The best way to evaluate this mechanism is not through examples on this page, but by inspecting the generated library documentation directly.
Every exposed native symbol, its import path, runtime behavior, and extracted documentation can be reviewed in the generated API reference.
This documentation is produced from exposure manifests and validated inventory data. There is no parallel, hand-written documentation layer.
Inspect the generated library documentation
The full, generated documentation for a Hydra Forge library is available for inspection.
This documentation reflects the actual public API surface,
including native modules exposed through portal,
their import paths, runtime behavior, and extracted docstrings.

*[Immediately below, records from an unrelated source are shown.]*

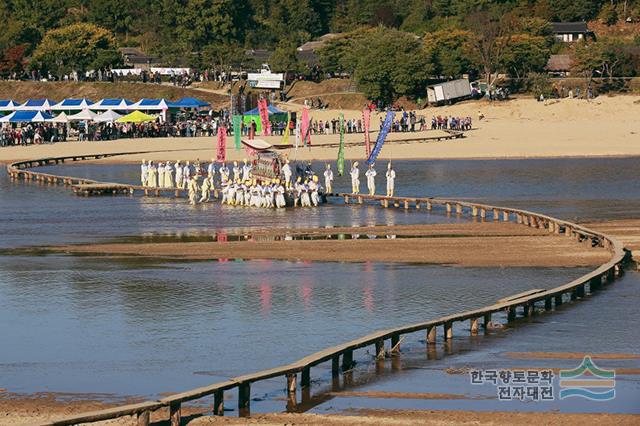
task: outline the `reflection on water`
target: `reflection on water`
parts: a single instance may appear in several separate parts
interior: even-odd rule
[[[315,167],[320,170],[322,164]],[[399,195],[477,199],[567,219],[637,217],[640,213],[635,159],[397,161],[395,168]],[[138,181],[135,165],[65,165],[48,171],[104,181]],[[382,179],[378,182],[382,188]],[[338,178],[335,184],[338,191],[348,186],[347,177]],[[465,220],[438,212],[377,206],[334,204],[283,211],[218,203],[190,207],[184,200],[166,198],[83,198],[59,186],[12,184],[0,173],[0,248],[123,236],[136,241],[175,240],[178,235],[187,240],[220,241],[224,235],[253,235],[256,228]],[[369,237],[362,234],[360,238]],[[327,267],[278,261],[158,264],[135,258],[0,256],[1,385],[17,392],[157,396],[288,363],[374,330],[482,306],[531,288],[555,286],[584,272],[370,263]],[[498,349],[470,344],[468,348],[480,350],[467,352],[462,346],[456,359],[461,365],[505,362],[494,353],[504,350],[500,349],[502,335],[509,336],[502,347],[514,350],[637,352],[633,345],[611,340],[614,335],[620,339],[633,336],[630,322],[608,328],[614,308],[615,318],[635,318],[629,309],[636,308],[637,300],[635,290],[598,305],[607,306],[598,311],[593,303],[599,299],[594,298],[591,305],[584,303],[587,314],[595,312],[592,317],[585,314],[578,323],[569,321],[574,309],[569,308],[566,317],[549,316],[532,327],[531,333],[524,328],[497,334],[491,343],[497,342]],[[467,333],[455,330],[455,336]],[[518,335],[520,340],[512,340]],[[419,344],[403,342],[403,350],[424,348]],[[411,361],[403,355],[391,367],[402,370],[412,365],[427,371],[424,364],[407,362]],[[436,366],[450,362],[445,359]],[[323,368],[326,366],[318,367],[320,374]],[[427,380],[441,379],[426,373],[393,377],[381,386],[398,383],[395,390],[411,390],[415,389],[411,383],[424,386]],[[257,384],[254,392],[264,395],[266,401],[254,404],[256,410],[282,409],[282,401],[274,399],[282,396],[283,386],[282,380]],[[376,403],[384,405],[379,400]],[[331,404],[338,406],[335,400]],[[403,404],[396,401],[395,406]]]
[[[3,385],[26,392],[179,391],[585,272],[135,262],[0,258]]]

The only reliable way to evaluate this mechanism is by inspecting the generated library documentation itself.
Open generated library documentation โ
This documentation is produced from exposure manifests and validated inventory data. There is no hand-written or parallel documentation layer.
Verification and safety guarantees
Native integration is verified during generation and rebuild.
- Artifact presence and correctness
- Interface visibility
- Documentation presence and alignment with runtime availability
- Inventory consistency
- Test execution
Failure is explicit and blocking; partially integrated native code is never delivered.
Why inline native builds are avoided
Hydra Forge intentionally avoids:
- Inline
setup.pycompilation - Import-time builds
- Implicit rebuilds
- Environment-dependent heuristics
These patterns are replaced with explicit orchestration and verification.
Summary
Hydra Forge integrates native code by making boundaries explicit and verifiable.